Berisha: „Don Agaçio“, ein Gangster. Der DP-Chef spricht auch über den Protest vom 20. Februar: Unterwegs, bis wir Rama stürzen

Berisha: „Don Agaçio“, ein Gangster. Der DP-Chef spricht auch über den Protest vom 20. Februar: Unterwegs, bis wir Rama stürzen


Der Vorsitzende der Demokratischen Partei, Sali Berisha, reagierte auf den Rücktritt des Generalsekretärs des Ministerrats, Engjëll Agaçi, und bezeichnete ihn als einen in die Welt der Kriminalität verwickelten Menschen.

„Don Agaçio der Große ist einer der gefährlichsten Mafiaknochen auf dem Balkan. Mit Mafiaaktivitäten gegen Albanien und Italien. Ich habe großes Vertrauen, dass diese Mafia in beiden Ländern vor dem Gesetz zur Rechenschaft gezogen wird. Was Vali Bizhga betrifft, kann ich sagen, dass beide Ratten sind, die weglaufen, wenn das Schiff sinkt, um nicht selbst zu sinken. Aber das Gesetz wird für beide gnadenlos sein“, sagte Berisha.

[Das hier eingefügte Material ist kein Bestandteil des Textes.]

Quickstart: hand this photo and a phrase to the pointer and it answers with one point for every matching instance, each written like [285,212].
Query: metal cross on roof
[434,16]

Laut Berisha dienen die Positionen von Premierminister Rama in der „Balluku“-Frage nicht dazu, die Nummer zwei der Regierung zu schützen, sondern ihn selbst.

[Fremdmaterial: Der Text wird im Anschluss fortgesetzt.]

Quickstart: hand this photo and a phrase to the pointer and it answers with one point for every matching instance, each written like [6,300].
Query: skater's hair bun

„Er schützt nicht Lubija, sondern sich selbst. Für Lubija schüttete er ihm um Mitternacht heißes Öl und geschmolzenes Blei in die Ohren. Er hätte ihn eliminiert. Er schützt sich selbst, weil seine Unterschrift in jeder Lubija-Firma zu finden ist“, erklärte der DP-Chef.

Der Oppositionsführer äußerte sich auch zu den bevorstehenden Protesten am 20. Februar und betonte, dass es die Bürger sein werden, die über die Bewegungen und Szenarien der Kundgebung entscheiden werden.

„Wir stoppen den Aufstand nicht, ohne den Drogenstaat zu stürzen. Ihre Idee, dass wir den Platz nicht verlassen, ist absolut richtig. Im ersten Moment, in dem die Bürger entscheiden, wird es auch die letzte Phase unseres Tages sein“, sagte Berisha.

Er vergaß nicht einmal die Ironien mit Lulzim Basha und Ervin Salianji.

„Ich denke, die Demokraten waren sich einig. Aber aufgrund ihres Beitrags leugne ich es niemandem. Es geht nicht um Basha und seinen Nachfolger Salianji. Das kann man nicht über sie sagen, das sind unglückliche Menschen. Menschen, die von Edi Rama in extremem Maße genutzt werden“, sagte der DP-Chef.

Berisha beendete sein Online-Gespräch mit Bürgern mit einer Einladung, sich nächste Woche dem Protest anzuschließen.